Зося невольно понизила голос до шепота и продолжала, боязливо оглядываясь по сторонам:

– Видит, в самом низу пропасти горн устроен, и горн не горн, а что-то такое, что над ним искры огненным столбом стоят, а подле него куют на раскаленных наковальнях три кузнеца; по виду совсем запорожцы, – и чубы, и оселедцы, только над головой вот такие рожки, – приподняла она над головой два пальца, – а на руках…

– Затвори-ка окно, мне что-то холодно, – прервала ее, не поворачивая головы, Марылька и нервно передернула плечами. – Ты вот лучше от прислуг этого толстого пана, что вечером приехал, выведай что-нибудь.

– Я, моя пани, с прислугой не очень якшаюсь.

– Ах да, я и забыла, – язвительно улыбнулась Марылька, – ты с панством больше!

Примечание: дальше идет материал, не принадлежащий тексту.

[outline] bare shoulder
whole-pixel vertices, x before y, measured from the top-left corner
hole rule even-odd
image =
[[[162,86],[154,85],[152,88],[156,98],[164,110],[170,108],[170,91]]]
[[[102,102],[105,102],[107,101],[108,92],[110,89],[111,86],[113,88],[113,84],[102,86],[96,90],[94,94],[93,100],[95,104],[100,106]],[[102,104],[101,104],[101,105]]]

– Ой, пани слышала! – вспыхнула полымем Зося и продолжала смущенно: – Проходу мне нет, нигде не могу спрятаться. Только я все для пани, пани увидит, еще и поблагодарит.

– Да, верно, – рассмеялась Марылька, – особенно, если ты будешь удерживать храбрую шляхту здесь, при нас, а то одним нам теперь опасно оставаться, а мой пан и пан есаул его ежедневно отлучаются по делам, по усмирениям.

– По хорошим делам отлучаются они, – лукаво покивала головой Зося.

– Где же теперь хороших найти? По серьезным, по опасным, говорит муж.

– Ой ли? – подмигнула бровью служанка.

– Что ты хочешь сказать? – взглянула на нее сурово Марылька.

– А то, что пани не знает, – громко начала Зося и, качнувшись к своей госпоже, шепнула ей что-то на ухо.

– Лжешь! – побледнела и поднялась грозно с кресла Марылька.

– Я докажу. Я для пани готова на все, – зачастила тревожно наперсница, – пожертвую собой, а выведаю.

– Довольно! Уйди! – прервала ее жестом пани и, затворив на щеколду дверь, упала как подкошенная на кровать.


Примечания

Публикуется по изданию: Старицкий М. П. Богдан Хмельницкий: историческая трилогия. – К.: Молодь, 1963 г., т. 3, с. 18 – 25.